As an absurdist, Hap doesn’t believe in life after death. There is no evidence of a devine being waiting to judge or condemn. This life is not a rehersal for what is to come. This is it.

Nikolai Gogal said, “the human obsession with purpose is merely a distraction from the absurdity of existence.”

With no evidence of a grand plan or greater purpose, Hap strives to live in the moment relishing his one short lifetime as an expression of the conscious universe.

He believes we should revel in every moment of our lives – loving, learning, and living to the fullest, expressing our essence to the world.

Camus wrote in The Nuptials of a consciousness reveling in the world, a body delighting in nature, and the individual’s immersion in sheer physicality. Years before, Whitman wrote of the same sensuality, joy, and awareness of our place in this world.

Those two giants married literary and philosophical thought like few have.

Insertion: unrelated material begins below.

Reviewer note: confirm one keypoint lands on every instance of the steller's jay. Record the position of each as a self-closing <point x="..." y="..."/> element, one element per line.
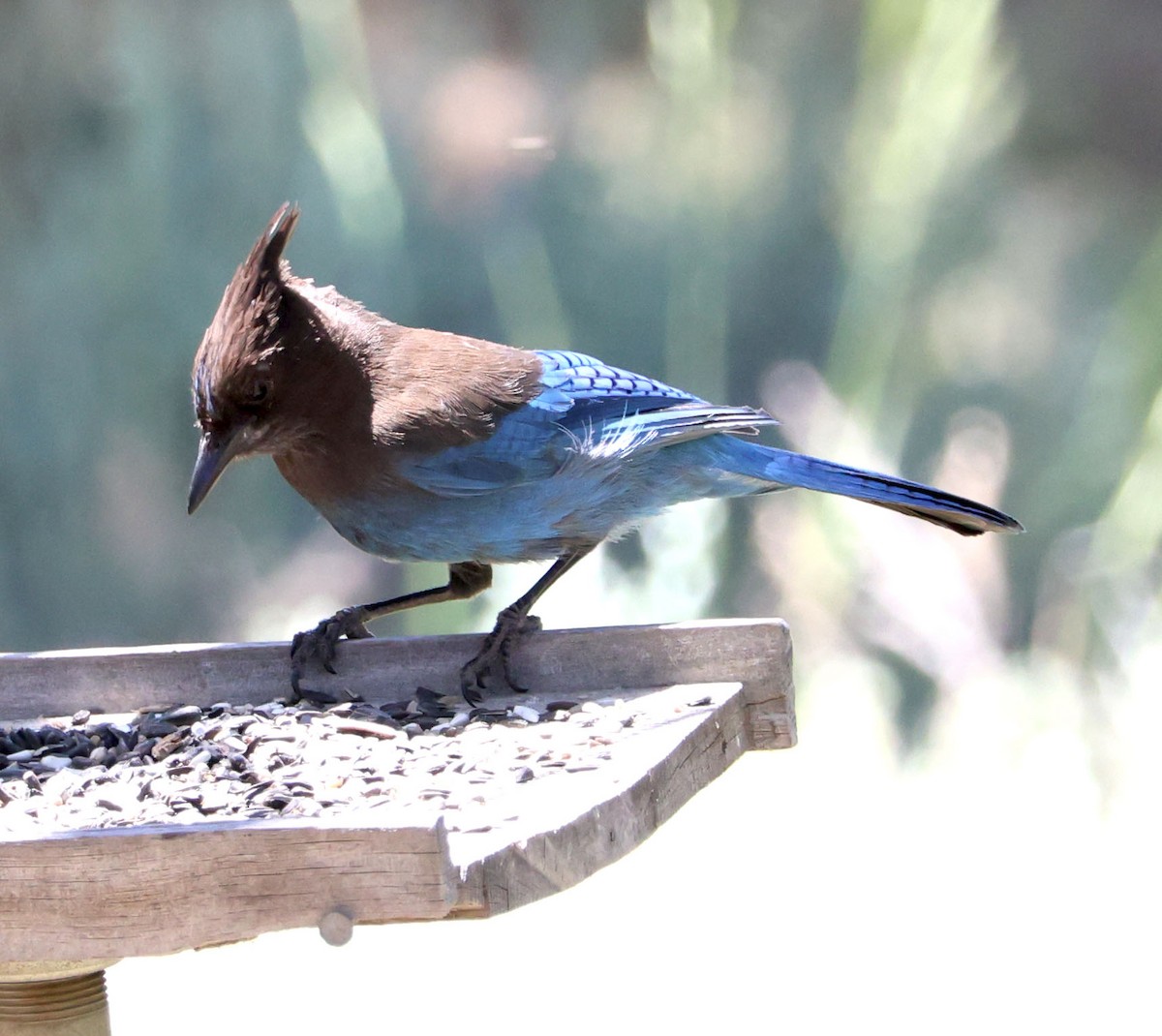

It may see arrogant to aspire to the heights of Camus and Whitman, but Hap asks a simple question:

If there is no grand purpose driving us within this universe, then why not me?

Why not you?


Hap has lived and worked in nearly 20 countries including four years in the Mediterranean basin. He possesses an extensive knowledge of ancient Hebrew and Greek. In preparation for the Lord(s) of Earth, he researched the Nag Hammadi scriptures, Dead Sea scrolls as well as other primary source writings from the first and second centuries.